[Noisebridge-discuss] update on the shrine!
jason.dusek at gmail.com
Mon Jul 18 16:51:35 PDT 2011
On Mon, Jul 18, 2011 at 22:38, Jacob Appelbaum <jacob at appelbaum.net> wrote:
> On 07/18/2011 06:16 PM, Jason Dusek wrote:
> > On Mon, Jul 18, 2011 at 21:26, Michael C. Toren <mct at toren.net> wrote:
> > > On Mon, Jul 18, 2011 at 10:35:30AM -0700, Rameen wrote:
> > > > It seems like the main issue is that the Church class was
> > > > being rearranged.
> > >
> > > No.
> > >
> > > The main issue, for many people, was that the shrine was being
> > > used in a religious context.
> > That this is an issue is a concern of mine.
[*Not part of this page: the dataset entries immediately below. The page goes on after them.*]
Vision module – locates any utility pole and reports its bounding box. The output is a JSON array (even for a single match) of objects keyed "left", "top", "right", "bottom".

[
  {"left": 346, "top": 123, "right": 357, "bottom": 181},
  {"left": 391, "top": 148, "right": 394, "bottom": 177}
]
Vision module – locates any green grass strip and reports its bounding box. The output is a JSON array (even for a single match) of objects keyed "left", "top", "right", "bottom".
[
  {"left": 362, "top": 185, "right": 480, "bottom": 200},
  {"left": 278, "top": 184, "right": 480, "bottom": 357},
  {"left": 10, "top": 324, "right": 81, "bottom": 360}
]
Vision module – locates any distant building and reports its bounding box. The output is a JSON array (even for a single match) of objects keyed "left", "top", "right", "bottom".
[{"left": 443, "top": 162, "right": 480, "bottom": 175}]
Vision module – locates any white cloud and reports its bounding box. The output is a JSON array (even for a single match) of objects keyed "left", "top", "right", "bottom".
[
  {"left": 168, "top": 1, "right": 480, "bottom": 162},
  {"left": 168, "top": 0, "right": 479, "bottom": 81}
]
If it was, so what?
> > A space that can accept so many other things can not accept the
> > exercize of the Buddhist religion? I don't see on what basis we
> > can do that. Personal dislike of religion?
> The "so what" is that some people are not comfortable with it -
> especially given the example of "how" it was done. You seem to
> understand the latter but take issue with people taking issue in the
> former case. Huh.
I would like to disentangle, for the moment, the particulars of
this particular case from the rejection of religion in general.
As you mention, the would-be rinpoche managed to be incompatible
with NB on a few axes.
> > The Rinpoche is not representative of organized religion in
> > any sense; by that I mean, there is no lineage of Asian
> > Buddhism to which he can be assigned, despite his adoption
> > of the manner and titles of a few different lineages. There
> > is thus no real exercize of religion here; so what should we
> > call it?
> The issue is not a matter of organisation. It does not matter
> if you accept their "faith" or "practice " or whatever you'd
> like to call it.
> Rinpoche's actions sound annoying and incompatible with
> Noisebridge. It appears that his conflict resolution skills
> are also incompatible with Noisebridge. Perhaps I'm mistaken?
> Obviously people aren't happy with the Rinpoche's
> appropriation of the space for whatever spiritual or
> non-spiritual quest he's undertaken.
> ( His crazy faith looks just as crazy as every other from
> where I'm sitting. )
Folks say it is religion and they are uncomfortable with that.
What makes it religion, though? Is it really just that it looks
"crazy"? Do we know religion when we see it? Here, I think we're
on a slippery slope. Are drum circles religion?